Through some clever exposition that is a witty self-referential commentary on exposition, Tynan reviews how Welles’ brilliance clashed with the studio system, leading him to lose final cut after 1940’s Citizen Kane and a promising film career. We are reminded that Welles was a cinematic Icarus who flew too close to the sun and then professionally crashed and burned. Tynan’s purpose in rendezvousing with Welles in the Emerald Isle is to arrange for him to direct a production of Eugene Ionesco’s Rhinoceros at the then-new British Royal National Theatre, where Laurence Olivier (Charles Shaughnessy) is its first artistic director. Tynan also hopes to be installed as the National’s literary adviser and, as theatergoers eventually discover, the critic has a secret motive.

The play really comes alive in act II, as Welles interacts with Olivier and his current girlfriend and future wife, Joan Plowright (Libby West), and the Shakespearean superstar’s then-current wife, Vivien Leigh (Sharon Lawrence, probably best known for the TV cop drama NYPD Blue).

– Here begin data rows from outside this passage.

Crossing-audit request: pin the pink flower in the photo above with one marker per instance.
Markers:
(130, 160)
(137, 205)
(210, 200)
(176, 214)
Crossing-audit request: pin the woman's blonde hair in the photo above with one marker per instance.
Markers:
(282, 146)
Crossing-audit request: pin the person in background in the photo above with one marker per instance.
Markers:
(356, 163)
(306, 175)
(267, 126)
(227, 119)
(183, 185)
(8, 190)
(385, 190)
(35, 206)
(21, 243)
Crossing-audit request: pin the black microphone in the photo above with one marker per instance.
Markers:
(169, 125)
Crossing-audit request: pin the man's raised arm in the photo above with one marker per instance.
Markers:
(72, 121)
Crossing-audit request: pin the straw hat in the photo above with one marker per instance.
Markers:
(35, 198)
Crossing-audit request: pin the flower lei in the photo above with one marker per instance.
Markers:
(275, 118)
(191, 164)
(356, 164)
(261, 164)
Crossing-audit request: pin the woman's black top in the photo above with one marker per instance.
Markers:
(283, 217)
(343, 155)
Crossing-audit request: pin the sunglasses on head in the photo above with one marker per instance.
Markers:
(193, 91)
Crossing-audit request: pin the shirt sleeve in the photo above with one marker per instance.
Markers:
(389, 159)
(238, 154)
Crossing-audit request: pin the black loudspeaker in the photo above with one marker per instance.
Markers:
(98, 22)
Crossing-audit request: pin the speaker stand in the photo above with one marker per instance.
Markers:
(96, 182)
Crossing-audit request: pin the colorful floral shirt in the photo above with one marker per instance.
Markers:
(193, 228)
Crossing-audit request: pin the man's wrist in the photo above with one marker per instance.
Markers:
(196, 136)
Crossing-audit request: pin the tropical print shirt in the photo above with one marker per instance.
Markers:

In this far livelier and funnier act, the personalities cross swords over artistic and sexual differences, liberally sprinkled with the egomania that accompanies celebrity-hood and genius worship.

This play may be named after Welles, but as Sir Laurence’s troubled wife Lawrence steals the show, depicting the erratic behavior of the mentally ill actress who rues the shadow that Scarlett O’Hara has cast on her film and theatrical career, and probably over her private life as well. Leigh’s portrayal of Blanche DuBois in A Streetcar Named Desire, as a lost soul who always relied upon the kindness of strangers, was much closer to her off screen self than the scrappy survivor who vowed, as god was her witness, to never go hungry again in Gone With the Wind.

Directed by Damasco Rodriguez the play explores the nature of madness and genius, the creative process and also criticism through the character of the Oxford-educated Tynan, who wrote for The Observer, The New Yorker, etc. It has been alleged that Tynan’s sexual tastes embraced sadomasochism and, if so, this may account for the Brit’s finding his metier as a critic, who had license to frequently inflict pain by criticizing others (and presumably enjoying doing so).  Tynan’s catty review of Leigh’s Cleopatra performances are repeatedly referred to in Orson’s Shadow. Here’s an example I dug up for you, Dear Reader, of Tynan on poor Vivien’s acting in Shakespeare’s Titus Andronicus: "She receives the news that she is about to be ravished on her husband's corpse with little more than the mild annoyance of one who would have preferred foam rubber."

Nevertheless, Tynan couldn’t be all bad: Orson’s Shadow reveals that the leftist critic has been summoned to testify before the House Un-American Activities Committee, forcing him out of America and back to Britain. This is mentioned quickly in passing (keep your ears peeled!), but it’s important to note that Tynan’s being blacklisted is the catalyst for the action of this entire play.

What Pendleton does not mention onstage is how the HUAC affected the left leaning Welles, who spent much of the McCarthy era abroad, foraging for acting roles and eventually as the pitchman of Paul Masson wines, in order to raise money to complete the films Tinseltown moguls would not. An FBI dossier alleged Welles “consistently followed the Communist Party line,” and was fingered by Red Channels: The Report of Communist Influence in Radio and Television.

Orson’s Shadow is a fine piece of theatre with witty, insightful, incisive dialogue, and although it works as a comedy/drama on its own terms, it’s especially for theatergoers with a keen interest in film and theatre history. There are insider jokes and lines galore. And that shining Sharon Lawrence as Vivien Leigh may have you saying “Fiddle-dee-dee!”